Ultimo giorno di spettacoli per la trentatreesima edizione di Drodesera, e ultima occasione per ammirare l’installazione site-specific Palco di Francesca Grilli, invitata quest’anno alla Biennale di Venezia per rappresentare l’Italia e le eccellenze trentine.
Centrale Fies le ha affidato per MEIN HERZ l’intera Galleria Trasformatori, cuore fisico dei suoi spazi, per una coinvolgente installazione-performance dedicata al tempo e alla sua ciclicità.
In uno spazio spezzato da pesanti sipari si sente cantare ogni sera una voce diversa – dalla più giovane alla più vecchia – senza mai poterla vedere (dalle 18.30 alle 24.00, performance alle19.00 e alle 20.00 – ingresso libero).

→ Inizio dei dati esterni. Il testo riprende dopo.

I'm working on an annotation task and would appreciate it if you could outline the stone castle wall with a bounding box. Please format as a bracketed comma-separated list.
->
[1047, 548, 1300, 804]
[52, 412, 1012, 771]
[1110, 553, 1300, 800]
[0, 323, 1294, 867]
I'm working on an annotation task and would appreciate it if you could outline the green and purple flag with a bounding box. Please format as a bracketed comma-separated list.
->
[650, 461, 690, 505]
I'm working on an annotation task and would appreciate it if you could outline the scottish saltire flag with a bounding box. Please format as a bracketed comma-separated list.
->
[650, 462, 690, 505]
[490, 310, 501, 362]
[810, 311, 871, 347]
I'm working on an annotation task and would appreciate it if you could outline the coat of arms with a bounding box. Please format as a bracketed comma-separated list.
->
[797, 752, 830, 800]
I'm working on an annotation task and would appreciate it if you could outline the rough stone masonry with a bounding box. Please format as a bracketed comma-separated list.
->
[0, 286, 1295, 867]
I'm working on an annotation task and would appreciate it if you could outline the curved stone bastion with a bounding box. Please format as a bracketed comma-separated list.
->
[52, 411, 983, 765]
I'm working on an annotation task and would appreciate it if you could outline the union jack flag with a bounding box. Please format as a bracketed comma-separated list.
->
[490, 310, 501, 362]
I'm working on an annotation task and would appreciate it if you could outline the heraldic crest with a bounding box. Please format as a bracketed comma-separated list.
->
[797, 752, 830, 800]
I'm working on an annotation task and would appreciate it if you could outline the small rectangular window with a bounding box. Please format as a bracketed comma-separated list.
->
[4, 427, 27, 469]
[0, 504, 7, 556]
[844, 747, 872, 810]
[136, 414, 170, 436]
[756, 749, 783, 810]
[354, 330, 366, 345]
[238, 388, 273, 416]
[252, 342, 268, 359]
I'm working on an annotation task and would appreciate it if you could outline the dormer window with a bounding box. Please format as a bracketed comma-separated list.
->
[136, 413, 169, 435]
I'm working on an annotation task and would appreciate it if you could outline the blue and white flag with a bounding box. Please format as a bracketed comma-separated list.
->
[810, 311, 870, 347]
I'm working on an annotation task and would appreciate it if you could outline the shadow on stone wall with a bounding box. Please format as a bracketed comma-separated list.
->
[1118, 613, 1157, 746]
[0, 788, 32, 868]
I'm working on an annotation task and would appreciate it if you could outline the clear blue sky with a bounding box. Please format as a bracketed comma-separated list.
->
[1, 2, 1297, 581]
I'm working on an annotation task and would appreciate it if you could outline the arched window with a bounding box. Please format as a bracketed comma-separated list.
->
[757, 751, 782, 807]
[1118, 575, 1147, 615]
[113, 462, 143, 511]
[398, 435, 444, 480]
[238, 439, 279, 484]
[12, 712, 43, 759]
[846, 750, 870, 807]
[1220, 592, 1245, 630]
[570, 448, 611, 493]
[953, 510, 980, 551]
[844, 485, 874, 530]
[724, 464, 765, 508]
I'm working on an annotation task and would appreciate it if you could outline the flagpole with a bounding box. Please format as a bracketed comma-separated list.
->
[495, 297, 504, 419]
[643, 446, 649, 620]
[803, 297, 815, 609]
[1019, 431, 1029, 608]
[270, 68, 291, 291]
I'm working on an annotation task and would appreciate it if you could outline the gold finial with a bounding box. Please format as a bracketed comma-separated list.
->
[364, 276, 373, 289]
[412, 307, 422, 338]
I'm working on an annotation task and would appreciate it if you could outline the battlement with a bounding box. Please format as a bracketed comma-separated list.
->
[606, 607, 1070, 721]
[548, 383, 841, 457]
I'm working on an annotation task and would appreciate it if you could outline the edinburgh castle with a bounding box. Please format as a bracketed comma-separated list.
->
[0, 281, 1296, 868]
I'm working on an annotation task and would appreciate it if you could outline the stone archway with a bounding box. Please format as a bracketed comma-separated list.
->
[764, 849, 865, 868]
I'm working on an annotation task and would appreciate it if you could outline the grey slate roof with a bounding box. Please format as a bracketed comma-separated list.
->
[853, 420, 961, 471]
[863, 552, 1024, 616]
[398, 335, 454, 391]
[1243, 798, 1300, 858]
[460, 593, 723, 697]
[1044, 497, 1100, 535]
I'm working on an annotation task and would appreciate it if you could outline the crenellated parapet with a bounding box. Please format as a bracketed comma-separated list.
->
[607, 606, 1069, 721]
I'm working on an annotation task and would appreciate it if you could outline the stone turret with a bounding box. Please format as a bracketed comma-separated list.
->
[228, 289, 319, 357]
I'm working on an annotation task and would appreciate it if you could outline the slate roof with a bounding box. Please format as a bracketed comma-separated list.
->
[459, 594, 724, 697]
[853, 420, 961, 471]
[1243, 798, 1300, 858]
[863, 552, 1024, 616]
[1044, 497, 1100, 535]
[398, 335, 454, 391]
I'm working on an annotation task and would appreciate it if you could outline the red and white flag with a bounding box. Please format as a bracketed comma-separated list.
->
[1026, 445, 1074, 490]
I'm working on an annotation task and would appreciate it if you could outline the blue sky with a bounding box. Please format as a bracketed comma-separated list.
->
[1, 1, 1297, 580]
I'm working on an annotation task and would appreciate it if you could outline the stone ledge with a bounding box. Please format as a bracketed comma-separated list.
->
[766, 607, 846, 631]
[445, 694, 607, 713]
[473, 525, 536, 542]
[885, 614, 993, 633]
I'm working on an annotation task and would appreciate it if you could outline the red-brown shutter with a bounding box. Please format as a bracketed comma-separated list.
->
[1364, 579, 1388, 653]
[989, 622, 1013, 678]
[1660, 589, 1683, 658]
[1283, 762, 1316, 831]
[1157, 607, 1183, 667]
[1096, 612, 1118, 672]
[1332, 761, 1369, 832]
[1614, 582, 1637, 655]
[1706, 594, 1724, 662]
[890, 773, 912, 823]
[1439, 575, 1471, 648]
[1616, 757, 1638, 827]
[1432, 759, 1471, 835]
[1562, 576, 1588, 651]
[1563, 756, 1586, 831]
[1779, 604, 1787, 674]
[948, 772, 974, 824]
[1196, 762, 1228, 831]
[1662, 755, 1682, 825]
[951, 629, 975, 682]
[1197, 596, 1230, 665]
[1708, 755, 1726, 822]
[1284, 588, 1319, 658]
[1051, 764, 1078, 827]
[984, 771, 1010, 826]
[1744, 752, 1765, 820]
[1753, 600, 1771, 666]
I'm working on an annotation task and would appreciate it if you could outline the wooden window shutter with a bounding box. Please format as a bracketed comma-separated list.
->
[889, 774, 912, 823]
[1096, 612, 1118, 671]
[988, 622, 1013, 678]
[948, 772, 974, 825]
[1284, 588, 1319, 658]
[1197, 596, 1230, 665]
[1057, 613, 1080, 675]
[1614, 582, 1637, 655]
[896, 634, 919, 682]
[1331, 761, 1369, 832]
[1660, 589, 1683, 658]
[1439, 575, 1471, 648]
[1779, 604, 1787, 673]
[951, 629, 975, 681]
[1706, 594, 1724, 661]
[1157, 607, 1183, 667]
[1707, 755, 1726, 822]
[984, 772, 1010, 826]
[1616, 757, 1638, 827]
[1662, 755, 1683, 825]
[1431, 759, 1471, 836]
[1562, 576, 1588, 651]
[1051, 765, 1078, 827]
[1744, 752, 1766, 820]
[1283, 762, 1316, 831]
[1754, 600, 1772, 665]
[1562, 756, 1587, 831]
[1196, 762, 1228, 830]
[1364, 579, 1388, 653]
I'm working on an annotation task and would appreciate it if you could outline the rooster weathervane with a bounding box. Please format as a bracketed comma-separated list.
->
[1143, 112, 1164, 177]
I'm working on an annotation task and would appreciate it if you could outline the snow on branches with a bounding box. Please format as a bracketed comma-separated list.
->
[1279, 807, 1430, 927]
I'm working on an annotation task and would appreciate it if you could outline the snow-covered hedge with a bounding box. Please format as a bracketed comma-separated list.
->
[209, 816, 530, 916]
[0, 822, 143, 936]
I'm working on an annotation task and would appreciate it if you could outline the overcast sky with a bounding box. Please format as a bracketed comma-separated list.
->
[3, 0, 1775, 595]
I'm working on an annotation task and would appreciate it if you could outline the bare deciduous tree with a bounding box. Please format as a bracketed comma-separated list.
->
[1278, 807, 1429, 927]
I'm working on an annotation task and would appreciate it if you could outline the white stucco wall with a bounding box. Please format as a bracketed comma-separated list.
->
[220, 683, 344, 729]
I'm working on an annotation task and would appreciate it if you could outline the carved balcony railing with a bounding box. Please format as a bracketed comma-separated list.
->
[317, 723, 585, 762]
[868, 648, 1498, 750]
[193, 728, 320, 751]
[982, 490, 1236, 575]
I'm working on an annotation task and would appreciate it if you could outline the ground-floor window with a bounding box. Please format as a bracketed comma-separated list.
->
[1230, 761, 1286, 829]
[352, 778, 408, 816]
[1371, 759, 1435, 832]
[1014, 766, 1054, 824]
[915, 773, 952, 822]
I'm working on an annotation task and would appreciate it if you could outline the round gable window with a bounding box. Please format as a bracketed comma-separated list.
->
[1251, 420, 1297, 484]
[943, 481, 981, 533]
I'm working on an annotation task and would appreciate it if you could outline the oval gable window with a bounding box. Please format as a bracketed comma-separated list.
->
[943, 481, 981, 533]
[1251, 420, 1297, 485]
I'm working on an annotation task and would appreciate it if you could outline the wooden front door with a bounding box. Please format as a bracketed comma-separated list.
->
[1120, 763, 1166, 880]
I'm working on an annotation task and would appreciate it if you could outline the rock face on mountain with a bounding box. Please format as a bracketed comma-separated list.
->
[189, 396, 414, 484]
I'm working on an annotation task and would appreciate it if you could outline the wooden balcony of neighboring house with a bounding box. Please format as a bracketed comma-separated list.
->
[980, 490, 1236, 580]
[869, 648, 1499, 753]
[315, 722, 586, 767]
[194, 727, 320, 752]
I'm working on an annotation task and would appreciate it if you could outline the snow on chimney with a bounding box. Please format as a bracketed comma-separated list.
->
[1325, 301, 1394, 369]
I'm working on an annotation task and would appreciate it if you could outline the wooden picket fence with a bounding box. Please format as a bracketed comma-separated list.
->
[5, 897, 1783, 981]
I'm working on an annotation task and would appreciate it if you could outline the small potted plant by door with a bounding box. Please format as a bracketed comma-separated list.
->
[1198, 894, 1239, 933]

Ultima serata anche per Tank Talk di Codice Ivan, che prosegue il lavoro sulle relazioni della compagnia a partire dalla suggestione potente del giovane studente senza nome che interruppe la marcia dei carri armati di piazza Tienanmen (dalle 19.00 alle 24.00 in Sala Mezzelune).
 
Gli spettacoli iniziano alle 19.30 (replica ore 23.30) in Forgia con Something uncovered can’t be covered again di Michael Fliri, artista altoatesino che lavora sull’identità e sul travestimento, mettendosi in gioco ancora una volta in prima persona e moltiplicando se stesso mille volte proiettandosi in ambienti sempre diversi.
Seconda e ultima replica anche per il regista francese Philippe Quesne, che è tornato a Centrale Fies dopo il successo dello scorso anno con la prima rappresentazione italiana di Anamorphosis (Turbina 2, ore 20.30) e per una delle compagnie di Fies Factory, prodotta e promossa da Centrale Fies: pathosformel – al festival con la prima nazionale di T.E.R.R.Y. – è in Sala Comando alle 22.00.
La chiusura della trentatreesima edizione di Drodesera è affidata a PoP_X, tra le realtà più promettenti della scena musicale trentina.
Peterpan e i ragazzi perduti è una rilettura tragicomica di un’infanzia disturbata, di un’isola che non c’è se non all’interno di una fantasia allucinata, un vortice di nichilismo euforico, alla fine paradossalmente gioioso e vitale.